Ekim 1938 Genç Cumhuriyet'in 15. yılıydı. Ülkenin birçok farklı noktasında kutlama programları düzenleniyordu. Ulu Önder Mustafa Kemal Atatürk ise bu kutlamalara katılamamanın üzüntüsü içindeydi. Atatürk kadar Türk halkı da buruktu. Bir yanda Cumhuriyet sevinci, diğer yanda Ulu Önder'in hastalığının üzüntüsü hakimdi. Cumhuriyet'in mimarı Cumhuriyet Bayramı kutlamalarına katılamadı ama başta gençler olmak üzere Türk halkı atasını yalnız bırakmadı.

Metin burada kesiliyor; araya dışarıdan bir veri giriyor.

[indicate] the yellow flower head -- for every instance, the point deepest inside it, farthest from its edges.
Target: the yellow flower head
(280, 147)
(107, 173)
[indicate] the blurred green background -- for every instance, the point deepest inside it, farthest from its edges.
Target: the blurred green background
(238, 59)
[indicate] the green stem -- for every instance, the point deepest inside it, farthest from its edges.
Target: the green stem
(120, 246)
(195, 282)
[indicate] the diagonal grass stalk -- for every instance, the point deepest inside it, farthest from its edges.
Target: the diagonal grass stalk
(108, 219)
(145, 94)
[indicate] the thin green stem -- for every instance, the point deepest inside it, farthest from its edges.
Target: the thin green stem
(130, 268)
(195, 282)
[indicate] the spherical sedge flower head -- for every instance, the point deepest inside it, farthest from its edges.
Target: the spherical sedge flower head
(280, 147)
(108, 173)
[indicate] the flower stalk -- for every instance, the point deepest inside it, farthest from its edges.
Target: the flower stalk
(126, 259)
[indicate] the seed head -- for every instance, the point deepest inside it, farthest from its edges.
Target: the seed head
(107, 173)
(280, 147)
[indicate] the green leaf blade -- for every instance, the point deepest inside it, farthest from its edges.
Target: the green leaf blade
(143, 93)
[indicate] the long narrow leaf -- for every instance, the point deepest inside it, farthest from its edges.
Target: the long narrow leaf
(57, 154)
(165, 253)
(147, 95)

İstanbul, Bursa, İzmir, Van, Şanlıurfa, Rize, Trabzon. Türkiye'nin doğusundan batısına on binler Dolmabahçe'ye akın etti. Hep bir ağızdan marşlar ve türküler okundu. Halk, Ulu Önder'e sesini duyurdu.

MANEVİ KIZI GÖKÇEN'E: BENİ İSTİYORLAR

O sesleri duyan Atatürk, camın yanına gelip selamlamak istedi. O sırada yanında manevi kızı Gökçen vardı. Gökçen'e şu sözlerle o anları anlatıyordu: "Duydun mu Gökçen? Beni istiyorlar, onları duyuyorum." Zorda olsa yaverinin desteğiyle cam kenarına kadar gitti. Öğrencilerin bir kısmı Atatürk'ü pencerede görünce bir hayli heyecanlandı. Hatta Atatürk'ü daha da yakından görebilmek için Boğaz'ın serin sularına atlayıp Dolmabahçe Sarayı'na doğru yüzmeye başladılar.

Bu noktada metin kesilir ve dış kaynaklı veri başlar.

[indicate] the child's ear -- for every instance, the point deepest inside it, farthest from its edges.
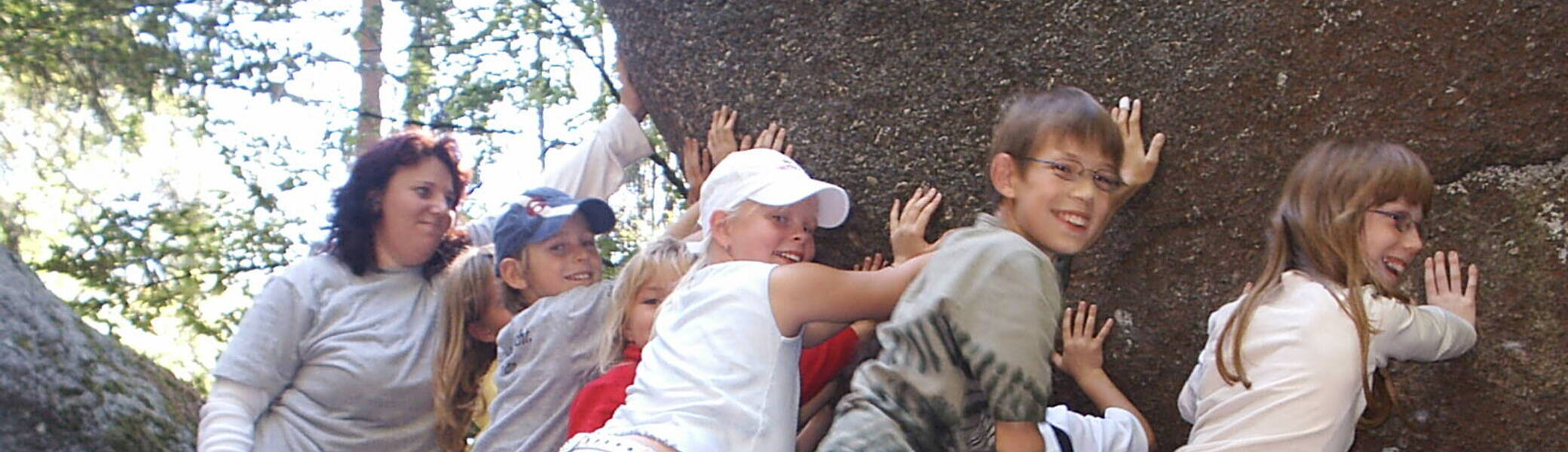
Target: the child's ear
(720, 233)
(512, 273)
(1003, 173)
(483, 334)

Bu sevgi selinin karşısında duygulanmamak elde değildi. Gözleri yaşlıydı. Dolmabahçe ve çevresinde adım atacak yer kalmamıştı. Önce bakışlarıyla süzdü ardından asker selamıyla Atatürk diye haykıran gençleri selamladı. Bu, onun halkını son selamlayışıydı.

O sırada yanında yol ve silah arkadaşı Salih Bozok da vardı. Salih Bozok onu camın kenarından alarak yatağına tekrar geri getirdi. Atatürk'ün ağzından şu kelimeler döküldü: "Onları gördüğüm için çok mutluyum." Kurucusu olduğu Cumhuriyet'in kutlamalarına sadece 14 bahar katılabildi. 15. yıl dönümünde sokaklarda değildi ama en büyük eserini emanet ettiği gençlerle yine bir aradaydı. Ömrünün büyük bir kısmı savaşlarda cephelerde geçmişti. Ancak o gün gençlerin arasına gidememesi kadar canını hiçbir şey acıtmamıştı.

SON NEFES VE UNUTULMAZ SELAM

Hastalığı günden güne ilerledi. 29 Ekim 1938'den sonra yataktan çıkamaz hale geldi. 8 Kasım'da da bir daha uyanamayacağı ikinci ağır komaya girdi. 10 Kasım sabahı ise saat 9'u 5 geçe ebediyete intikal etti. 1938 yılında verilen o selam hala yüreklerde. Atatürk gençliği her 29 Ekim'de Dolmabahçe Sarayı'na akın ediyor. Atasının son Cumhuriyet Bayramı'nda verdiği son selamı, Cumhuriyeti sonsuza kadar korumak üzere alıyor.